138) Вѣроятно, Ореста.
139) Эриніи — богини мщенія.
140) Атридъ, сынъ Атрея, Атреевичъ (по переводу Ордынскаго. Иліада), т. е. Агамемнонъ.
141) Плистенъ или Атрей, сынъ Пелопса, по другимъ сынъ Атрея.
142) Но Эгистъ лжетъ, потому что Клитемнестра одна убила своего супруга. Поэтъ влагаетъ въ уста Эгиста эти лживыя слова, для того, чтобы онъ самъ высказалъ свою пошленькую, слабую душонку, еще живой человѣкъ, надъ бездыханнымъ тѣломъ великодушнаго, богоравнаго мужа — царя, который хотя и лежитъ мертвый передъ глазами зрителей, но составляетъ въ эту минуту поразительный контрастъ съ Эгистомъ. Юпитеръ и попугай! Левъ и — пѣтухъ!
143) Орфей пѣлъ, играя на лирѣ, и восхищалъ своимъ пѣньемъ не только людей, но и лютыхъ звѣрей; даже деревья, цѣлые лѣса слѣдовали за нимъ, заслушиваясь его пѣнья (Horat. Carm. lib I, 12.)
144) Супруга, оскверненье для отчизны и проч. Въ Аѳинахъ запрещено было законами входить въ храмъ женщинѣ, уличенной въ прелюбодѣяніи (Demosth. Neaer. р. 1374).

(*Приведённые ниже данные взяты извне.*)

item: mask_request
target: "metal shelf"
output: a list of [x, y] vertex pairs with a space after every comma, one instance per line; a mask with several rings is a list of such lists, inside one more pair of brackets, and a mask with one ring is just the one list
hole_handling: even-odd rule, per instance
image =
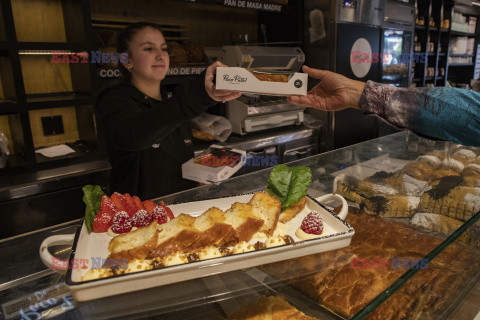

145) Хоръ упрекнулъ Эгиста въ трусости, и вотъ Эгистъ старается показать, что онъ не трусъ; но такими словами, какими онъ выражается, высказывается самый жалкій трусъ и, въ то же время, трусъ надменный. Негодованье хора растетъ; уже мечи обнажены; хоръ готовъ сразиться съ Эгистомъ и его тѣлохранителями; но Клитемнестра останавливаетъ готовыхъ вступить въ бой. Наконецъ хоръ, нисколько не жалѣя о томъ, что ему не удалось убить Эгиста, — что не принесло бы ему большой чести, — (потому что онъ убилъ бы не мужа, а негодяя), негодуя на ничтожность Эгиста, разражается ѣдкой, плоской но, между прочимъ, мѣткой шуткой, на которую Эгистъ уже не находитъ, что и отвѣчать. Поэтому Клитемнестра оканчиваетъ драму, уводя своего втораго супруга во дворецъ.
- ↑ Исторіи Греч. Лит. Э. Мунка, стр. 115.
- ↑ Гдѣ и умеръ въ 456 г. до P. X.
- ↑ Сравн. Одиссея, перев. Жуков. Пѣснь III, ст. 262-й и дальше.
- ↑ По Гомеру Эгистъ. Одиссея, перев. Жуковскаго, пѣснь IV, ст. 525—8.
- ↑ Bipennis. См. Dictionnaire des Antiquités Romaines et Grecques, par Antony Rich. Traduit de l’anglais sous la direction de M. Chéruel. Paris 1859. стр. 82 фиг. «bipennifer.»
- ↑ Эсхилъ род. 525 г. до P. X. ум. 456 г.; Дарій Гистаспъ 486; Ксерксъ ум. 465.
- ↑ По Гомеру Эгистъ убиваетъ Агамемнона на веселомъ пиру. Одиссея, перев. Жук. пѣснь IV, ст. 534—5. Еще пѣснь XI, 408—11.